Perché i focolarini non votano

Il “patto etico-politico” può essere attuato da un gruppo di cittadini attivi con uno o più candidati e può svilupparsi anche al di fuori di un'appartenenza partitica. L'intuizione di Tommaso Sorgi

«Quando arrivava il tempo delle elezioni, evitavo accuratamente di partecipare ad incontri della comunità dei Focolari, tantopiù se pubblici. Non volevo in alcun modo coinvolgere la realtà ecclesiale alla quale appartenevo, in una scelta politica particolare, che può non essere condivisa da altre persone della comunità. La scelta dell’orientamento politico deve sempre essere personale, responsabile, laica, fatta in coscienza e non per obbedienza».

Sono parole che Tommaso Sorgi mi disse tanti anni fa, quando aveva lasciato da tempo l’attività politica che lo aveva portato alla Camera dei Deputati per tre legislature. Ho messo tra virgolette le parole di Tommaso, perché tante volte siamo entrati in questo argomento e posso dire di conoscere bene il suo pensiero su questo punto.

Alla luce delle sue esperienze e di quelle di altri politici appartenenti ai Focolari, Tommaso propose, infatti, l’idea del “patto etico-politico” che può essere attuato da un gruppo di cittadini attivi con uno o più candidati e può svilupparsi anche al di fuori di un’appartenenza partitica. I cittadini collaborano al programma del candidato, lo accompagnano nel corso del suo mandato sostenendolo e, anche, se è il caso, criticandolo.
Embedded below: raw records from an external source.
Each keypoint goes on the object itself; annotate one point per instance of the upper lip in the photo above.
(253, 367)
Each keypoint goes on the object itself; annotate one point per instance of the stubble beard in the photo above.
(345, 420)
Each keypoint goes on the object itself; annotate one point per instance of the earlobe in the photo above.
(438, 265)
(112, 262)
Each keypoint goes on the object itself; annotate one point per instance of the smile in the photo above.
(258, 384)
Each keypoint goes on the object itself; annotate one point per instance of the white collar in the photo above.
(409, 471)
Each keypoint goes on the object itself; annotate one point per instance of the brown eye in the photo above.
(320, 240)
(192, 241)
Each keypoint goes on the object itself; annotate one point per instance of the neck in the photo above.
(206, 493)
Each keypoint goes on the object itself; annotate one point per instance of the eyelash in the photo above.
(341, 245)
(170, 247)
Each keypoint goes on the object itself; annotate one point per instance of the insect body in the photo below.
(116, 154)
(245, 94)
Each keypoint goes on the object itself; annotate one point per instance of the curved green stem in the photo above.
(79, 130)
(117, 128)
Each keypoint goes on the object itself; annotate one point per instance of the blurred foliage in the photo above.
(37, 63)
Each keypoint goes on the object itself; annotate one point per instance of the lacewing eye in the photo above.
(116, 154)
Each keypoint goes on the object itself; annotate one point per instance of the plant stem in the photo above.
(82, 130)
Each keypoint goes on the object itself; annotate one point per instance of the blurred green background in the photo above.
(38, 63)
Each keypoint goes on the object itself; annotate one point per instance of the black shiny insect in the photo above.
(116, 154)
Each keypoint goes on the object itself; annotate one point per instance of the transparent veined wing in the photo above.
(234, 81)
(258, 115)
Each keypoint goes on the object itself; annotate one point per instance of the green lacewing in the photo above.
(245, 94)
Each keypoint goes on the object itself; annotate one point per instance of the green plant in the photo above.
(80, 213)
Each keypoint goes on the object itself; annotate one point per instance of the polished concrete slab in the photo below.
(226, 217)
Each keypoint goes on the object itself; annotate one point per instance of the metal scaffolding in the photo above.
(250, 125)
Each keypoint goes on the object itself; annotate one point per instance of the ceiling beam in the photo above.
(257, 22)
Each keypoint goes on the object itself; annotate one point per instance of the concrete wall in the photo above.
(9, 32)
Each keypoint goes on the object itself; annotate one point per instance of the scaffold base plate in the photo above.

L’eletto rende conto di ciò che fa, si impegna a informare, a spiegare, ad ascoltare.

I soggetti che stipulato il patto non sono fedeli di qualsivoglia religione, ma cittadini. Certamente la fede suggerisce a ciascuno di loro i principi e i valori più elevati, ma le scelte sui mezzi concreti con i quali attuarli – e che devono essere in ogni caso buoni – aprono a diverse possibilità politiche. Queste differenze, se vissute bene, sono un vantaggio, perché moltiplicano le strategie di sopravvivenza a disposizione di una comunità.
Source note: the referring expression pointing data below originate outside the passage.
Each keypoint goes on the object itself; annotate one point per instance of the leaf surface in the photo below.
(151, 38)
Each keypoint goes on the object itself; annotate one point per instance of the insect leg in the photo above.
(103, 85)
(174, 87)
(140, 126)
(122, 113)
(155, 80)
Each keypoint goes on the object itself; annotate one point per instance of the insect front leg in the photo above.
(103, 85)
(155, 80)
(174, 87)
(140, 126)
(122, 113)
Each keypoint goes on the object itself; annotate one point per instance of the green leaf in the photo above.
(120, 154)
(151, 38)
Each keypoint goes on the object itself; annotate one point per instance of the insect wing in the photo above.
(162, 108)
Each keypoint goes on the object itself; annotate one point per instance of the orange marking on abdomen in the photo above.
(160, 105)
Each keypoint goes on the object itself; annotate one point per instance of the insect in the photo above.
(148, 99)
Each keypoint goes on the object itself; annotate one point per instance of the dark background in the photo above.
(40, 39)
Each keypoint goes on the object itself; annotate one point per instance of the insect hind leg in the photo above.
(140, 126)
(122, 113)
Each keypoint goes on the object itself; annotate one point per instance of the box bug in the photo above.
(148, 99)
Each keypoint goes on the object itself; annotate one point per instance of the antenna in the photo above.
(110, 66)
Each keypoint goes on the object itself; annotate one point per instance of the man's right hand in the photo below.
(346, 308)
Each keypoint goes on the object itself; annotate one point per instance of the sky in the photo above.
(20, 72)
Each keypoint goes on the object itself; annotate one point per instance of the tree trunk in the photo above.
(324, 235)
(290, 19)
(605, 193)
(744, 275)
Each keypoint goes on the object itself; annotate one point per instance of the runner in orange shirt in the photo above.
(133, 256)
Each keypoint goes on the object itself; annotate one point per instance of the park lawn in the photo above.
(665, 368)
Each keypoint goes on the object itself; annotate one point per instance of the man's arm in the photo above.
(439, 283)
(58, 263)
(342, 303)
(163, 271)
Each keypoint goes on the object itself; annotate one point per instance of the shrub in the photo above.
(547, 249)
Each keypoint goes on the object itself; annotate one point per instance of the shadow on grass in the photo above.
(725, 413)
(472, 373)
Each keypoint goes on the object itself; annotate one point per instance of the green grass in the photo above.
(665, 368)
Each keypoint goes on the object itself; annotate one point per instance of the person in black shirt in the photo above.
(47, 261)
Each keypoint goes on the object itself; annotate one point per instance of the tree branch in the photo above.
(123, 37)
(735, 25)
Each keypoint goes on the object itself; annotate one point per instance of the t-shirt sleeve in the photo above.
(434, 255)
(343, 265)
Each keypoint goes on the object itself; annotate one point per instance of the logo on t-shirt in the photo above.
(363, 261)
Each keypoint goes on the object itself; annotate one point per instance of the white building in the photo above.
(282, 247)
Il contenuto del patto non è uno scambio interessato di favori, ma la ricerca del bene comune realizzabile. Il “patto” infatti è caratterizzato da una virtù che secondo Tommaso Sorgi ha uno spazio anche in politica: la castità, che implica trasparenza e distacco dall’interesse personale nella sfera pubblica.

La sua forma è il dialogo attuato col linguaggio laico della politica e con impegno critico e costruttivo.
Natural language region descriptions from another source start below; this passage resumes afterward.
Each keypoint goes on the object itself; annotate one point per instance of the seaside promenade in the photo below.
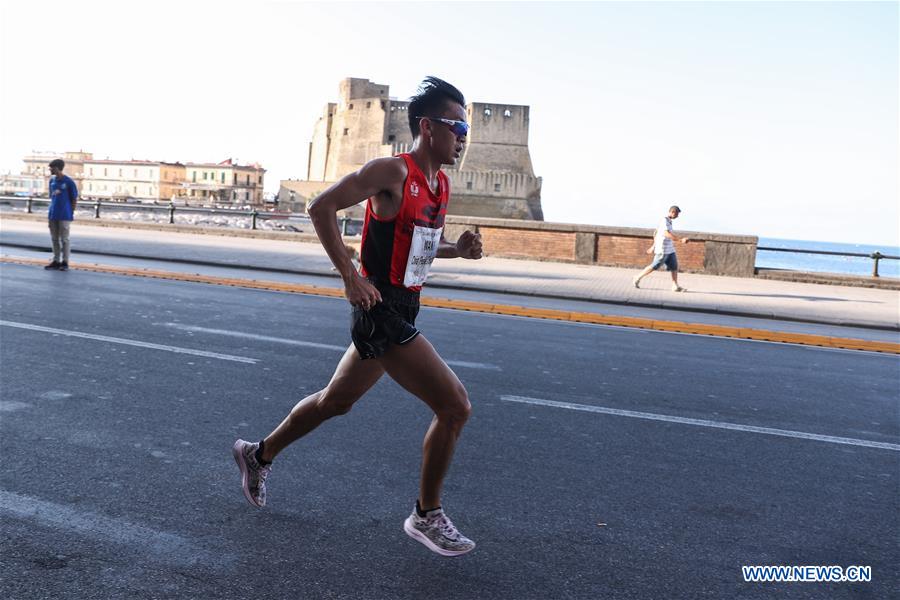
(624, 443)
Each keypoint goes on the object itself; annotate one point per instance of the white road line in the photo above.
(126, 342)
(704, 423)
(468, 365)
(290, 342)
(166, 547)
(254, 336)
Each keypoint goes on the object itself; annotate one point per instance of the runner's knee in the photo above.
(457, 408)
(334, 402)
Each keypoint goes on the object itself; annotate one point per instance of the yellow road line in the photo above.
(504, 309)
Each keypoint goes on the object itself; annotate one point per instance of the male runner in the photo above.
(407, 201)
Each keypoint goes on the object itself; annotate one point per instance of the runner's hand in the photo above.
(469, 245)
(360, 292)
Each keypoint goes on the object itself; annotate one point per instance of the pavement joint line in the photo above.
(704, 423)
(456, 285)
(803, 339)
(127, 342)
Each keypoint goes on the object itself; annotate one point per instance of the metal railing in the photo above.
(171, 208)
(876, 256)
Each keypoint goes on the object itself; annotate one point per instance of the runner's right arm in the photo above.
(381, 179)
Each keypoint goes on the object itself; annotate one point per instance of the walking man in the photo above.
(63, 198)
(402, 234)
(663, 250)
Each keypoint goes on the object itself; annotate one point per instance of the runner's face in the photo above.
(445, 144)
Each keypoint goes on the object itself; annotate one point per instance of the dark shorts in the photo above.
(665, 259)
(391, 321)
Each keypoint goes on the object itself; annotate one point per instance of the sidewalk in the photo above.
(825, 304)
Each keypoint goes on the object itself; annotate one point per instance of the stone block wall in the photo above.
(709, 253)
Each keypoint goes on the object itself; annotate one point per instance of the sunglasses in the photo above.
(459, 128)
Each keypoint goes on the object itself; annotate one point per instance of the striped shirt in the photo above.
(662, 244)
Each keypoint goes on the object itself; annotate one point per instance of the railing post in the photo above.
(877, 256)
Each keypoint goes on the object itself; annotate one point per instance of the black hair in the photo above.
(431, 98)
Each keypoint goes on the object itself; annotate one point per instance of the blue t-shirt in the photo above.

Ecco perché nessun focolarino o focolarina, vota, né si candida: se lo fanno, lo fanno da cittadini.

P.S.1. Aristotele, che era stato il precettore di Alessandro Magno e dunque non si può definire un ingenuo, sosteneva che per essere cittadini ci vuole virtù, perché il bene comune è molto esigente.

P.S.2. Se Tommaso Sorgi, con queste idee, è entrato in Parlamento tre volte, vuol dire che funzionano, purché ci sia la statura.